La maggior parte dei sacerdoti erano condannati per attività antisovietiche. Ma essi avrebbero potuto sfuggire alla deportazione, alla prigione, alla persecuzione se fossero stati disposti a passare all’ortodossia. Il sacerdote redentorista Nikolaj Volosjanko ricorda di essere stato trattenuto dall’assecondare questa tentazione pensando che non si sentiva di diventare un rinnegato.. Padre Ivan ricorda molto bene che per alcune notti non gli permisero di dormire; volevano spezzarlo fisicamente. Lo minacciarono di deportarlo per 25 anni se non avesse firmato di passare alla Chiesa ortodossa. Al vescovo Pavel Vasyliko il giudice istruttore aveva detto: “Il nostro paese è troppo umano, troppo umano. Bisognerebbe impiccarvi. Vi impiccheremo”.
I parenti di padre Stepan Kolomijc raccontano che gli avevano raccomandato di non andare in chiesa perché sarebbe stato arrestato (egli non aveva sottoscritto di farsi ortodosso e per questo non aveva il diritto di celebrare la Divina Liturgia). “Se questa è la volontà di Dio - aveva risposto - sarò arrestato. Se morirò per la mia fede, morirò per una causa giusta.”

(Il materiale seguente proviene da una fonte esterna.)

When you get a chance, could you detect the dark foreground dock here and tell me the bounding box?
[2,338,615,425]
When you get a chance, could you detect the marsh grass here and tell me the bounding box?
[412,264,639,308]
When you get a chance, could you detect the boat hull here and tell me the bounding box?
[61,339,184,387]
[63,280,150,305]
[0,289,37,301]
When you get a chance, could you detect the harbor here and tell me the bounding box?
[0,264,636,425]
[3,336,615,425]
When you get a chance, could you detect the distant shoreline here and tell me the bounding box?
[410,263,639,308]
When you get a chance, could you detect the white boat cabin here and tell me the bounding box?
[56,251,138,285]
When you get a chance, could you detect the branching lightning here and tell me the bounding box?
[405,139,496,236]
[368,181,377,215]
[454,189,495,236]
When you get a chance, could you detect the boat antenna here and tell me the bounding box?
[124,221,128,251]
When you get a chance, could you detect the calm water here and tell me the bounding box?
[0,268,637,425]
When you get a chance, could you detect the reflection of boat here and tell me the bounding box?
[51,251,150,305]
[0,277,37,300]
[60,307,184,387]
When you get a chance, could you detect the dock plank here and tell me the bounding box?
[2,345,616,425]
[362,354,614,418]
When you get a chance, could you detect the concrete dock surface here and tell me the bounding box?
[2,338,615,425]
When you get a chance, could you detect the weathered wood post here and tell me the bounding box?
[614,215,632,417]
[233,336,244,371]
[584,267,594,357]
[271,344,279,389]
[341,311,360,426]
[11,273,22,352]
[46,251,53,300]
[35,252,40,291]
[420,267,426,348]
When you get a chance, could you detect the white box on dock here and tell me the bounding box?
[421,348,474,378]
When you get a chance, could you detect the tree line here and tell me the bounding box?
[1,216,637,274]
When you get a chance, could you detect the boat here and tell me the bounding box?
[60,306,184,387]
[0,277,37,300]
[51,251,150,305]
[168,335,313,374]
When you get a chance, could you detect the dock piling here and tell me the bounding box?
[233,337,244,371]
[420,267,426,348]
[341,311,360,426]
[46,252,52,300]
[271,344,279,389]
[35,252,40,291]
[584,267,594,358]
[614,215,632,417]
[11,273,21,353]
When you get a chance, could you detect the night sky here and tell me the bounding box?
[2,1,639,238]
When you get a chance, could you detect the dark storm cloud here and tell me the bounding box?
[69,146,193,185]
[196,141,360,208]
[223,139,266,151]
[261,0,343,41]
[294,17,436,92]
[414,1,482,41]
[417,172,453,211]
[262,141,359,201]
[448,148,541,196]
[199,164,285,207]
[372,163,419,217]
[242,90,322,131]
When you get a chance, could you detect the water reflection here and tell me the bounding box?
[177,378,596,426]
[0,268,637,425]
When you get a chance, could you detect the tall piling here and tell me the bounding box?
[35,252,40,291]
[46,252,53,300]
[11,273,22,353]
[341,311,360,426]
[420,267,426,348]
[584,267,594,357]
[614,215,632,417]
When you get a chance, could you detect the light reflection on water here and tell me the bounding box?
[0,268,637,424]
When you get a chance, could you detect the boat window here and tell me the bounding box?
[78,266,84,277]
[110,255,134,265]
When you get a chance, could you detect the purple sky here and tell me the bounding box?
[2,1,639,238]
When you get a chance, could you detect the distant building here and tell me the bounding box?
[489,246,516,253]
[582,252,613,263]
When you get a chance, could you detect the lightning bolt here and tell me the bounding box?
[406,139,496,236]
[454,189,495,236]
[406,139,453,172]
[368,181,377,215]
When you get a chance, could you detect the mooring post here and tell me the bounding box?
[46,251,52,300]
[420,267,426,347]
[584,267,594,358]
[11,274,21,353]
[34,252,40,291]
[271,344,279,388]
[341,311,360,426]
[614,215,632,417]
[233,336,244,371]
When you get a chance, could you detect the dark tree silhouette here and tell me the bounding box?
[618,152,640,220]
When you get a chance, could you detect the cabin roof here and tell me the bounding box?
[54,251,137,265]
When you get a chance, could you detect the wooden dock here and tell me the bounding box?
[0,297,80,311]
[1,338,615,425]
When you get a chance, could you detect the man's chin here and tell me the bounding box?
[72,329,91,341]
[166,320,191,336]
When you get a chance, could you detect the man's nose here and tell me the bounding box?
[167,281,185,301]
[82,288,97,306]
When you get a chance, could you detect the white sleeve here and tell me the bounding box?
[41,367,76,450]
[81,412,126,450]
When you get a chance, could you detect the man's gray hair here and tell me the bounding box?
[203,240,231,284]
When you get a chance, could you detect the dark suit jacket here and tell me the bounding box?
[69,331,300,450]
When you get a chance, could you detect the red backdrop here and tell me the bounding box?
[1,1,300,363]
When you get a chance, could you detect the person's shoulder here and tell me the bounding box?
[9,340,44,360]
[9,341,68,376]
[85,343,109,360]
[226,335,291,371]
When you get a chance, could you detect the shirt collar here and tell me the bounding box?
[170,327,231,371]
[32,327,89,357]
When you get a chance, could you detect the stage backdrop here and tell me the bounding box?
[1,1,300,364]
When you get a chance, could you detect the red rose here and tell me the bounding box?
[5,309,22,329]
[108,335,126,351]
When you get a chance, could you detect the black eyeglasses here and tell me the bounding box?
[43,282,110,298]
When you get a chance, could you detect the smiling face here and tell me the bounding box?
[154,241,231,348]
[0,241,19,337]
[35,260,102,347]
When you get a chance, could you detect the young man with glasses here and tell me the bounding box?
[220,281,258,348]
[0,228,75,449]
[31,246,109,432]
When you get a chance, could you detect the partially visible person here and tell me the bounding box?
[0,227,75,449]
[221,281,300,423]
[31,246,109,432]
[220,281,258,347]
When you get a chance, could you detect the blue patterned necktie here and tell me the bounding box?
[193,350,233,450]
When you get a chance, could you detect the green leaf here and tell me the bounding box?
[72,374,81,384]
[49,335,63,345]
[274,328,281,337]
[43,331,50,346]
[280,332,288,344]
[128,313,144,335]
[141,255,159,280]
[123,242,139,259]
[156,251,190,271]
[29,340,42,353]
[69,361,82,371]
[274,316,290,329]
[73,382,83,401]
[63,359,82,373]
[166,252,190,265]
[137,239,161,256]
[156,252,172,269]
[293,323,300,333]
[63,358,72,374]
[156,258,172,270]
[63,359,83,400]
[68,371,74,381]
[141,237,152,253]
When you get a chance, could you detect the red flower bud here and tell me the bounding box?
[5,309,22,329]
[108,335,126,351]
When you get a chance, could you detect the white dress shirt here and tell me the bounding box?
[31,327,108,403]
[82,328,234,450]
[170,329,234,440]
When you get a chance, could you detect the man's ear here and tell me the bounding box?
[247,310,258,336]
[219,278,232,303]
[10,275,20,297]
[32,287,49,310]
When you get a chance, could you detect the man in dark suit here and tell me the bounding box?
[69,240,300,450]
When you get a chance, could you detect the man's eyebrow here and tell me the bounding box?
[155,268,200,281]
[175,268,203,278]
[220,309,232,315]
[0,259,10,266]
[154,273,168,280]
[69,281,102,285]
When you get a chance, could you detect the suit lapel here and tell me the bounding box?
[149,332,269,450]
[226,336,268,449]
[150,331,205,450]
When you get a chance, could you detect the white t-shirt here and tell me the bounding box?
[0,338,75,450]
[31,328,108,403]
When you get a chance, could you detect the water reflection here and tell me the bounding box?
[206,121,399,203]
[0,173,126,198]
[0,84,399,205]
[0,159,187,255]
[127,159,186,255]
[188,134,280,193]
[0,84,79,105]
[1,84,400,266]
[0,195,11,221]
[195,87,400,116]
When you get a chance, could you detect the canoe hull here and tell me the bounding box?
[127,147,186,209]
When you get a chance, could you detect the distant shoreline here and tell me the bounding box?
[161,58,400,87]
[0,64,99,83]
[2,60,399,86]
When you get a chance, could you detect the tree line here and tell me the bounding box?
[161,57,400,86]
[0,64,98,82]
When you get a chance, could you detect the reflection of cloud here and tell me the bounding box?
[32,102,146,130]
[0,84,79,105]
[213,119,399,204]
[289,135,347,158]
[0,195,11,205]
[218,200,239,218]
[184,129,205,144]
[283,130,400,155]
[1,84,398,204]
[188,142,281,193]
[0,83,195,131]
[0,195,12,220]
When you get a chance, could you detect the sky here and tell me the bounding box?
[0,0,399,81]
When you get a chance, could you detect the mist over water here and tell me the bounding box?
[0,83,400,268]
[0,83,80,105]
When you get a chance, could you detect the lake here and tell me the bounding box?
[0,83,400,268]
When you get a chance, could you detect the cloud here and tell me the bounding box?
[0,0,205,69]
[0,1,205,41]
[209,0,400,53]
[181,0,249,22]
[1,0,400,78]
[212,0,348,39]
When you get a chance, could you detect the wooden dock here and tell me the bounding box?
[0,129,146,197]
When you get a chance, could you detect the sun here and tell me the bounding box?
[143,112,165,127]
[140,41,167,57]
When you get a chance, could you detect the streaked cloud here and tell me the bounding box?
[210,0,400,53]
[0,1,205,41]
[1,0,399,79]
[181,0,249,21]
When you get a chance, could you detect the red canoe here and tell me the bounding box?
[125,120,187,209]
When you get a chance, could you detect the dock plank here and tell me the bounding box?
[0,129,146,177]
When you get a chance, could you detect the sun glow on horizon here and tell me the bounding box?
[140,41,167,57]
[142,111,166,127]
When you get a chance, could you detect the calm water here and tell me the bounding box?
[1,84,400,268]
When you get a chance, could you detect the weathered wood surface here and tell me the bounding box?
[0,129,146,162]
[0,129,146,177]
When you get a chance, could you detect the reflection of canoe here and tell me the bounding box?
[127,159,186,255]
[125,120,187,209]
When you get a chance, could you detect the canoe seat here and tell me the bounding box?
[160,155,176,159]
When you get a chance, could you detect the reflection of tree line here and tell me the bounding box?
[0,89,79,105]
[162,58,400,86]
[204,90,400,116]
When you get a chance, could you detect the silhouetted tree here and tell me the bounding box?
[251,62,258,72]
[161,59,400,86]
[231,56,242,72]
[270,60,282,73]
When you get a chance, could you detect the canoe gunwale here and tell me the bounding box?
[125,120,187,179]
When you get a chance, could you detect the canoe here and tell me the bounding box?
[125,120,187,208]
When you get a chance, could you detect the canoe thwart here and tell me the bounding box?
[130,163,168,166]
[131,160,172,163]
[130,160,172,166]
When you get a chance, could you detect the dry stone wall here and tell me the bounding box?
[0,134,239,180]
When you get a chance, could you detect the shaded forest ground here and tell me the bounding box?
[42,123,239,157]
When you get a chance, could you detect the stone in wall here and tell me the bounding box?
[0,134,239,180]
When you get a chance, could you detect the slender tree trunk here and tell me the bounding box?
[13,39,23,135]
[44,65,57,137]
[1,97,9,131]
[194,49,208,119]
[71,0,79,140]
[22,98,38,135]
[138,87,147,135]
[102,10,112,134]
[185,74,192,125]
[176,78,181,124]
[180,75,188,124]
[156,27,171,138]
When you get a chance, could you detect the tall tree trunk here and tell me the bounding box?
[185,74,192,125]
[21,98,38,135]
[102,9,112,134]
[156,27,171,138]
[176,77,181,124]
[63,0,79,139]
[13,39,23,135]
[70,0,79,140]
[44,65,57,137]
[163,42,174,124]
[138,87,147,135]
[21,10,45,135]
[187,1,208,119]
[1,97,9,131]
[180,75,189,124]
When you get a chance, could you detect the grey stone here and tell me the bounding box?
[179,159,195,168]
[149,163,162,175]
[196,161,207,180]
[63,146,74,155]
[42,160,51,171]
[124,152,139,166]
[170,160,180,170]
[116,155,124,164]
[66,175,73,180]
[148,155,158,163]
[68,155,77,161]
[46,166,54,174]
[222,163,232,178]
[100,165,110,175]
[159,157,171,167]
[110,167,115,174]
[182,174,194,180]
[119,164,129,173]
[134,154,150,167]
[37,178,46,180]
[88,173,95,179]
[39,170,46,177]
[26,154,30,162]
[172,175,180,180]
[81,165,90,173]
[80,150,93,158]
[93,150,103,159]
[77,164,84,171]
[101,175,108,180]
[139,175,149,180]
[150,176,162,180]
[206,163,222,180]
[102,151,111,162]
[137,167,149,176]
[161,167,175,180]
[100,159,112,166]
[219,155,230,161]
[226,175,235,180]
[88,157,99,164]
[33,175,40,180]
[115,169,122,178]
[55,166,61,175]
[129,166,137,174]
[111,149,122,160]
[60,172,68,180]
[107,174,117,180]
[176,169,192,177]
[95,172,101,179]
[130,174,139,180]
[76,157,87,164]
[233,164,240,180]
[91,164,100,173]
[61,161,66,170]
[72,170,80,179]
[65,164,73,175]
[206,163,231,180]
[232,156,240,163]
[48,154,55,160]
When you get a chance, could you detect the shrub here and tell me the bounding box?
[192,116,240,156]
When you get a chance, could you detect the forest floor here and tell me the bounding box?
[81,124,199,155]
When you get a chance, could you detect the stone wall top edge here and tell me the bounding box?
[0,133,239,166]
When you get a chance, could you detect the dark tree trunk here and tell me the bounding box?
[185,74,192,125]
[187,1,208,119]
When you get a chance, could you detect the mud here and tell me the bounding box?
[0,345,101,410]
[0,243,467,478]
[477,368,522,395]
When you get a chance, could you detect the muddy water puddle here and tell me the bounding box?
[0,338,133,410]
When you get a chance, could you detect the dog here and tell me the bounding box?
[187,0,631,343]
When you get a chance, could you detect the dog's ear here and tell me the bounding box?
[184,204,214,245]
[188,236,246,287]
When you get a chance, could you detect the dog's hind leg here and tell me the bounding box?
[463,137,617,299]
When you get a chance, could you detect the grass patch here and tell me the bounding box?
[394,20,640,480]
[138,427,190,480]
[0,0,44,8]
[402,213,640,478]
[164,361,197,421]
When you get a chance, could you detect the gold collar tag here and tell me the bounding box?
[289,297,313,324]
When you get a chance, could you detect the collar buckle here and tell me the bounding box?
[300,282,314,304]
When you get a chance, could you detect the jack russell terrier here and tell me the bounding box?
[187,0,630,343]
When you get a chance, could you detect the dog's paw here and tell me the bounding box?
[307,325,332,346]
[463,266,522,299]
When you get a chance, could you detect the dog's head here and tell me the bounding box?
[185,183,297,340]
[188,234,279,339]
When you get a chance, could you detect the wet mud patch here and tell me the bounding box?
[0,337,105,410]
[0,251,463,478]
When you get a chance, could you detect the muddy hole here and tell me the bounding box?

Sulla strada alla deportazione, nelle prigioni e nei lager, i sacerdoti e i monaci erano ammirati dagli altri reclusi per la loro umiltà e serenità di spirito. Padre Nikolaj Kuc’ racconta di padre Poljanskij come celebrava la Divina Liturgia nel vagone durante la deportazione. “Tutti si lamentavano, piangevano, non avevano nulla da mangiare, ma lui era tranquillo. “Come fa lei a essere tranquillo? - gli chiedevano i compagni di sventura - Abbiamo dovuto abbandonare la casa, i nostri cari; non sappiamo dove siamo e dove andremo; che cosa sarà di noi?” Il padre rispondeva: “Così ha disposto il Signore, e Lui sa dove ci condurranno. Se speriamo in Dio tutto riuscirà per il nostro bene.”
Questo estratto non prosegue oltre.